At first I watched her from the ground, then I flew up to a ledge and watched as she went by. She broke into a light sweat as she climbed, making her tunic stick to her back. She seemed to have an exquisite sense of balance and an absolute confidence that her body would obey her mind.
At the end of a half hour, Theodora had almost reached a deep crevice in the rock face. But the last few feet of cliff jutted outwards. She worked her hand into a narrow crack, made a fist so that the hand would not slip out again, and braced her weight against it as she scrambled for purchase with her toes. For a moment she became motionless, then her knees started to tremble and she began quietly swearing.
I reached with magic to catch her, but then she flung the other hand up, grabbed the lip of the crevice above her, kicked her way upward, and folded herself into it. I let out my breath all at once. "I'm going to rest here!" she called cheerfully. "I think there's enough room for you, too."
I flew up to join her. "Are you all right?"

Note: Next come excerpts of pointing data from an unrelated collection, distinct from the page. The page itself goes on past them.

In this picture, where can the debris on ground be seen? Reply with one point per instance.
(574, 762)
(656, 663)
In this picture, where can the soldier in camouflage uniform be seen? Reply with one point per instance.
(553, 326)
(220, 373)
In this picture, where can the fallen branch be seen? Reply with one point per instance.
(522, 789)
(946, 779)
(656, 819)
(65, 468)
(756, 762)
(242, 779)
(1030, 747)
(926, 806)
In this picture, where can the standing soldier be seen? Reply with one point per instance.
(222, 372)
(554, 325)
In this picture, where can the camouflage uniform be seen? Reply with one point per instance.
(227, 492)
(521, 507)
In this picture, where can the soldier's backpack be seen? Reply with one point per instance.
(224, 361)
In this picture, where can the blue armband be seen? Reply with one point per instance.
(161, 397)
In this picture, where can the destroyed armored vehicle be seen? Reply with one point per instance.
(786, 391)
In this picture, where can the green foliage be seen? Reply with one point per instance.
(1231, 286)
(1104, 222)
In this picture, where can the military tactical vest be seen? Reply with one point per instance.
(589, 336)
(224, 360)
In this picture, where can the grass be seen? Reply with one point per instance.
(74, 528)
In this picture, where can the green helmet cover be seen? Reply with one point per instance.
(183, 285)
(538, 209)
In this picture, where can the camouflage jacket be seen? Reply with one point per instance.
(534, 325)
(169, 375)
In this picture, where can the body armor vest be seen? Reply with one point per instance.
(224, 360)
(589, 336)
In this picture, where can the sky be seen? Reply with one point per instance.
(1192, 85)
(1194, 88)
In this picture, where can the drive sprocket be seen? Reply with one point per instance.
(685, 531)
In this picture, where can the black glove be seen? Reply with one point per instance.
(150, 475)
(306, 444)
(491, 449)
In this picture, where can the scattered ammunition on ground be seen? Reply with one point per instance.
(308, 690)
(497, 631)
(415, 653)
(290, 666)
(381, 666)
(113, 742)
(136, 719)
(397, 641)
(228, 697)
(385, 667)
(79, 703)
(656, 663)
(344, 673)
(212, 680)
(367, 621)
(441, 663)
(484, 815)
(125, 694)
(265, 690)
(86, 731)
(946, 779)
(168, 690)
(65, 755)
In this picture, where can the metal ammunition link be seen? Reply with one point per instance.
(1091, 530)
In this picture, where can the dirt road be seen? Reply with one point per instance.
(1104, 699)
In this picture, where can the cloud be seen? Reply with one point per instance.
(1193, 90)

"Of course. I apologize for the cursing. There's always a moment, usually just before you reach the top, when you think that this time you'll never make it and you have to yell at your body to keep it moving at all."
There was just room in the crevice for a second person. Although not nearly as supple as she, I managed to fit most of myself in. Our faces were very close together and our shoulders collided I was surrounded by the scent of her, a combination of sweat, lavender, and clean hair.
"I'm extremely impressed," I told her honestly. "Did your mother teach you climbing as well as magic?"
"It was my father, actually," she said. "He died in a fall when I was only ten, but he'd already taught me everything he knew."
"Oh, I'm sorry," I said inadequately.
"It's a long time ago now. Besides, I don't think of him as being dead. I think about what he used to say to me, how he used to encourage me when he first took me out to practice on little ten-foot boulders. Sometimes when I'm climbing I can still almost hear him."
I thought to myself that theirs must have been a very unusual family. But I was distracted by the realization that her lips were less than an inch from mine. It seemed perfectly natural to start kissing them. Even though I could not embrace her, as my arms were needed to hold me in the crevice, I kept on for some time. Theodora seemed to be enjoying this as much as I was.
I had almost decided I could spare one arm to put around her when the corner of my eye caught a glimpse of empty air. If I wasn't careful, both of us would be down at the bottom of the cliff.
Very delicately, I pulled my head back. Her eyes smiled into mine. "Is this what you're imagining the princess and the royal wizard doing?" she asked.
I wasn't at all sure she believed my theory about Sengrim—I wasn't sure I believed it myself. But being reminded of him calmed me down enough that I noticed how cramped I had become jammed into the crevice. "I'm going to slip out now," I told her. "Were you planning to climb any higher?"
"This is high enough for today," she said. "It always takes longer to go down than up. We'll have to come back here again."
I rolled out into the air and hovered, watching as she extended first one long leg and then the other. She found toeholds and started easing herself down.
As she descended I hovered to one side, trying to stay far enough away that I would not distract her and yet close enough that I could catch her with magic if she slipped. She would probably object if she knew what I was doing, but her father had fallen to his death.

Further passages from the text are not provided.